FRISCO — Planet Earth may be warming steadily, but a few pockets — including right here in Colorado — have been experiencing some chilly temperatures recently.

That includes Grand Junction, Colorado, where forecasters say December 2013 is headed for an all-time record low average temperature. Through Dec. 12, the West Slope town has averaged just 12.8 degrees Fahrenheit, 1 degree colder than the previous record set in 1978.

But don’t let the local cool temps fool you — NASA data released Dec. 13 shows that, globally,  November 2013 was the hottest since 1880, pretty much when accurate record-keeping started. All three record-warm Novembers have come within the past four years, putting to rest the global warming denier myth that there’s a pause in global warming.

The early December cold snap came courtesy of an Arctic air mass that spilled into the Great Basin and the Colorado Plateau, bringing snow and subsequent temperature inversions, with a layer of very chilly air hugging the ground, trapped by a layer of warmer air above. Long nights this time of year enable plenty of radiational cooling.

Grand Junction is also on track for one of its coldest years on record. According to the National Weather Service, there’s definite potential to break the record for the coldest average annual temperature — 49.9 degrees, set back in 1912.

Starting Dec. 16, the Grand Junction National Weather Service office is also revamping the way it describes winter storm hazards, with elevation-based warnings.
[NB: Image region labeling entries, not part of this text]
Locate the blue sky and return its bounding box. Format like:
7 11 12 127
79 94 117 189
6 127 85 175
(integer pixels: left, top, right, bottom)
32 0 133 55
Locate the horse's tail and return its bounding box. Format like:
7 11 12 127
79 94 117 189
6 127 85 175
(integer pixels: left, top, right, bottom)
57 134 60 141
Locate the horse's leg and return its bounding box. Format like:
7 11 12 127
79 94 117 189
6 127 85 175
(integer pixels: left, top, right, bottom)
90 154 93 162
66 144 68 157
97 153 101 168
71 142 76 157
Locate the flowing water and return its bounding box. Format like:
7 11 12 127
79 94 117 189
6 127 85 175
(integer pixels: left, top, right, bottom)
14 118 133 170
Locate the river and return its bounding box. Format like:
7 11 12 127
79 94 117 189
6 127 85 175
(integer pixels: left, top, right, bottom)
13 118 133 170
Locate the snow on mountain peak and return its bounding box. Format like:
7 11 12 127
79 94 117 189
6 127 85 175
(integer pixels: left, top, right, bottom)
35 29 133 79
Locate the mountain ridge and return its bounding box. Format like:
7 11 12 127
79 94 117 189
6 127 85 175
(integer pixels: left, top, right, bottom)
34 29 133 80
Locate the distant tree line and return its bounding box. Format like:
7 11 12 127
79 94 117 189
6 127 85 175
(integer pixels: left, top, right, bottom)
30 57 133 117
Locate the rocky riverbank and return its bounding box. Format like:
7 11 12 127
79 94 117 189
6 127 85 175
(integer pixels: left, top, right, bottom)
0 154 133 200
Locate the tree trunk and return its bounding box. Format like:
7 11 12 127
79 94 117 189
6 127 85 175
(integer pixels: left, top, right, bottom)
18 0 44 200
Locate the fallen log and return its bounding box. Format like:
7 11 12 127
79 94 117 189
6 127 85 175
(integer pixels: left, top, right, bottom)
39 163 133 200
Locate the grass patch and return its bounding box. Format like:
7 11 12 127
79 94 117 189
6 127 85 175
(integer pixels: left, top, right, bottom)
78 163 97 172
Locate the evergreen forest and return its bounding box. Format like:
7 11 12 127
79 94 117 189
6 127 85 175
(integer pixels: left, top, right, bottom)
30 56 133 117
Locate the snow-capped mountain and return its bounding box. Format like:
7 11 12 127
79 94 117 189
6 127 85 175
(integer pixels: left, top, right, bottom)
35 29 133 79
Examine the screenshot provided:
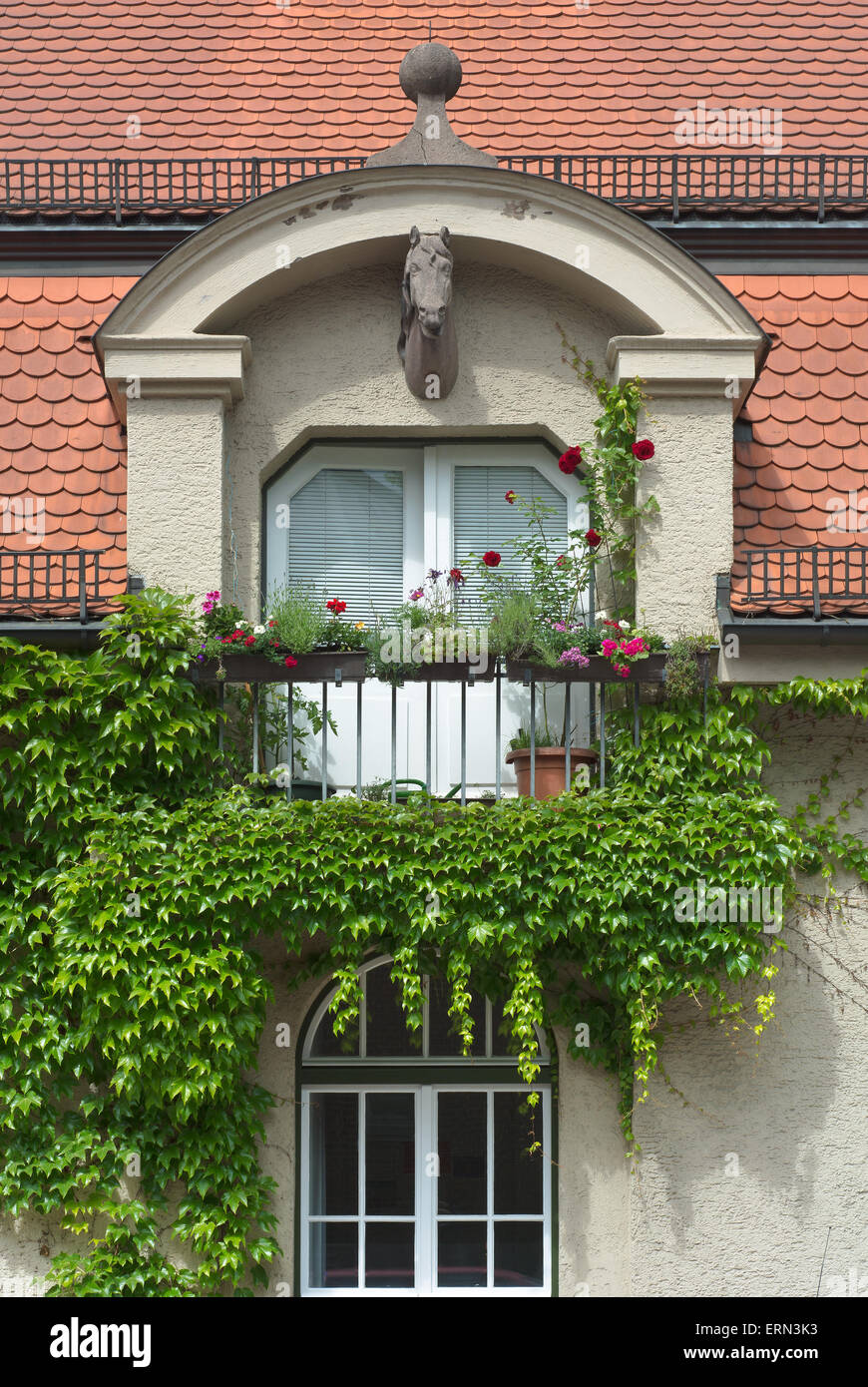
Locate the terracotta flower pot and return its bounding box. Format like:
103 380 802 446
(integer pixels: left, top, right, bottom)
506 746 598 799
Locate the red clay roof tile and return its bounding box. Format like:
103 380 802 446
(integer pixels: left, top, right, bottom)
721 274 868 616
0 276 135 613
0 0 868 158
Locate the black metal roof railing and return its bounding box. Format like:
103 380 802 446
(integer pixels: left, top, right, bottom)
0 549 108 624
0 153 868 225
739 545 868 622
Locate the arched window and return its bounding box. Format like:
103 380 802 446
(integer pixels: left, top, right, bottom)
256 438 590 622
299 958 555 1297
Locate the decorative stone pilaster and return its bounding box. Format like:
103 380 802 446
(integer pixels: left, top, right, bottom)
103 335 251 599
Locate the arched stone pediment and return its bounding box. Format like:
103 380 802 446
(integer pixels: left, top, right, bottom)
96 167 764 352
96 165 768 631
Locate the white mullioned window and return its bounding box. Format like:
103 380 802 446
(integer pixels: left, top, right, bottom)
262 438 590 622
299 960 555 1297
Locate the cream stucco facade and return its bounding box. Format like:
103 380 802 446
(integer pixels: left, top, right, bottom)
0 168 868 1297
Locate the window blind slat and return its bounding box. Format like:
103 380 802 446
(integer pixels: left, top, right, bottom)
287 467 403 620
452 466 569 616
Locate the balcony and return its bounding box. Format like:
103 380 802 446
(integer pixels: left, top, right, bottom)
189 654 710 806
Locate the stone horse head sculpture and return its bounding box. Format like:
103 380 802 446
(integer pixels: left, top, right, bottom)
398 227 458 399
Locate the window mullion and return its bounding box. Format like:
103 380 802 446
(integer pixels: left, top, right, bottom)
358 1092 367 1290
485 1089 494 1290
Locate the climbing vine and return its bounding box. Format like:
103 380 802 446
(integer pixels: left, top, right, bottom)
0 594 868 1295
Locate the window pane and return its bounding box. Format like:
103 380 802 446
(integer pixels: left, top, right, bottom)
365 964 421 1059
437 1093 488 1213
310 1011 359 1060
453 463 569 618
365 1093 416 1215
428 978 485 1059
365 1223 416 1288
310 1223 359 1290
309 1093 359 1213
437 1222 488 1286
494 1223 542 1286
287 467 405 620
494 1093 544 1213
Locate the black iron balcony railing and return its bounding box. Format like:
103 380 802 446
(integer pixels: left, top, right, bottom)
0 152 868 225
0 549 107 634
737 545 868 622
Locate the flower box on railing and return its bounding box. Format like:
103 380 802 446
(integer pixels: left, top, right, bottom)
506 652 665 684
190 651 367 684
The new experimental forecasts, set to start Dec. 16, will use elevation-based warnings to help people better understand the expected threat from a particular weather event.

The elevation-based warning will also apply to long-duration events, including winter storm warnings, high wind warnings and red flag fire danger warnings, but not for short-term threats like flash flood or tornado warnings.

An example of an elevation-based warning would be a winter storm warning only for elevations above the 9000 foot level within a particular mountain forecast zone.
Although the Grand Junction-area forecast zone includes elevations ranging from 7000 feet to 14,000 feet above sea level, the goal is to make it more obvious that the warning only applies to elevations above the 9000 foot level.